Scaling AI Across Diverse Landscapes

Kripyaduti Sarkar, Group CIO of AmbujaNeotia Group, shares blueprint for making artificial Intelligence production-ready.

“AI isn’t just about automation,   it’s about transformation,” said Kripyaduti Sarkar, Group CIO of AmbujaNeotia Group, as he unraveled the realities of deploying artificial intelligence in diverse business environments. With operations spanning real estate, hospitality, and healthcare, Sarkar has lived the challenges of aligning vision with execution, budgets with impact, and innovation with business pragmatism. His keynote, Scaling AI in Diverse Environments: Lessons & Best Practices, was less a theoretical pitch and more a hands-on playbook for CIOs trying to make AI truly production-ready.

The CIO-CFO Balancing Act

One of Sarkar’s most striking insights was the tension between CIOs and CFOs. “The CIO dreams big with AI, but the CFO fears unguaranteed ROI,” he explained.
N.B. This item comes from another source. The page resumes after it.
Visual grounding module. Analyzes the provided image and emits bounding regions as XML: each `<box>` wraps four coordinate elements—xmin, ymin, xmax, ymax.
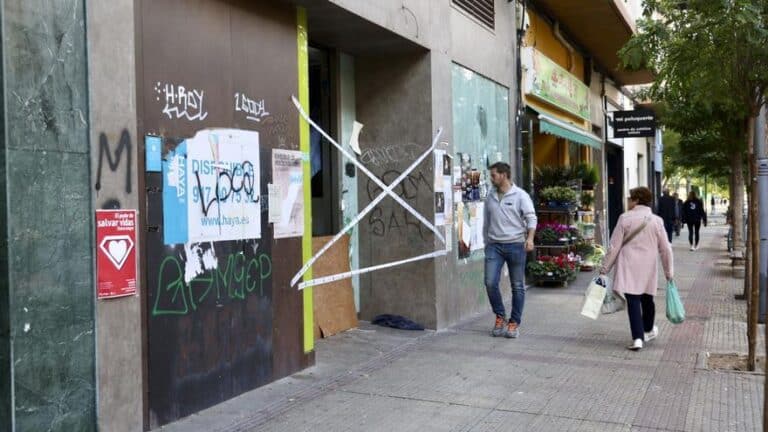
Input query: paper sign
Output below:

His strategy: start small, deliver fast. By executing small-ticket AI projects that yield visible results within a quarter, CIOs can establish credibility, secure funding, and strengthen their case for larger transformation projects.

Data: The Bedrock of AI

Sarkar cautioned against rushing into AI without ensuring a robust data foundation. Many initiatives, he argued, collapse because teams underestimate the challenge of data availability and integration. “Without the right data, your AI project will fail   no matter how visionary it sounds.” His advice: consolidate structured and unstructured data across departments, then build projects where datasets are rich enough to train and sustain AI models.

Smart Partnerships, Smarter Investments

Budgets are always tight, Sarkar admitted. His solution? Collaborative proof-of-concepts with partners. By contributing intellectual property (such as unique use cases) while expecting vendors to co-invest in pilots, companies can minimize risk and only scale solutions that prove their worth. “Your vendor should have skin in the game,” he said, framing partnerships not as transactions but as co-innovations.

Playing the Long Game: CIO as Innovator

For Sarkar, short-term wins are essential, but long-term vision is the accurate measure of a CIO. He argued that CIOs must be seen not just as technology custodians but as innovation leaders with a clear roadmap. Transformational AI projects that tackle larger business challenges over 12–18 months require patience, compelling storytelling, and the ability to manage expectations tightly. “Share the bigger vision with the board, not the entire organization,” he advised, stressing the importance of controlling timelines and outcomes.

Lessons from the Frontline: AI at AmbujaNeotia

Sarkar’s blueprint wasn’t a theory; it was grounded in practice. He highlighted several AI deployments across AmbujaNeotia’s businesses:

  • Sentiment Analysis: Leveraging customer reviews from social media to gauge brand health in hospitality and healthcare.
  • Customer Engagement Analytics: Using CCTV footage in malls to map foot traffic, optimize rental negotiations, and improve space utilization.
  • Conversational AI Agents: Building a chatbot trained on decades of company emails, contracts, and RFQs to serve as a digital assistant for senior leaders.
  • AI-Driven Design Automation: Deploying Maced.ai to slash real estate design timelines from four months to just one, saving both time and executive bandwidth.
  • Construction Monitoring with Open-Space AI: Using helmet-mounted cameras to detect deviations between actual builds and architectural drawings in real time.

Each project delivered a measurable impact, from cost savings and process acceleration to more substantial improvements in customer experience.

The Ethical Imperative

Sarkar didn’t shy away from the pitfalls: data privacy, algorithmic bias, lack of explainability, and regulatory compliance. He urged leaders to avoid “AI for the sake of AI,” insisting on clear KPIs and measurement frameworks before embarking on any initiative. “Understand, verify, and be convinced, then become passionate,” he said, underscoring the importance of intentionality in adoption.

The Takeaway: Pragmatism Over Hype

In closing, Sarkar reframed the AI journey as a pragmatic balance of vision and execution. Quick wins build momentum, strong data underpins credibility, partnerships reduce risk, and ethical clarity safeguards sustainability. Above all, he positioned the CIO not just as a technology leader but as a business strategist shaping the future of organizations through intelligent, production-ready AI.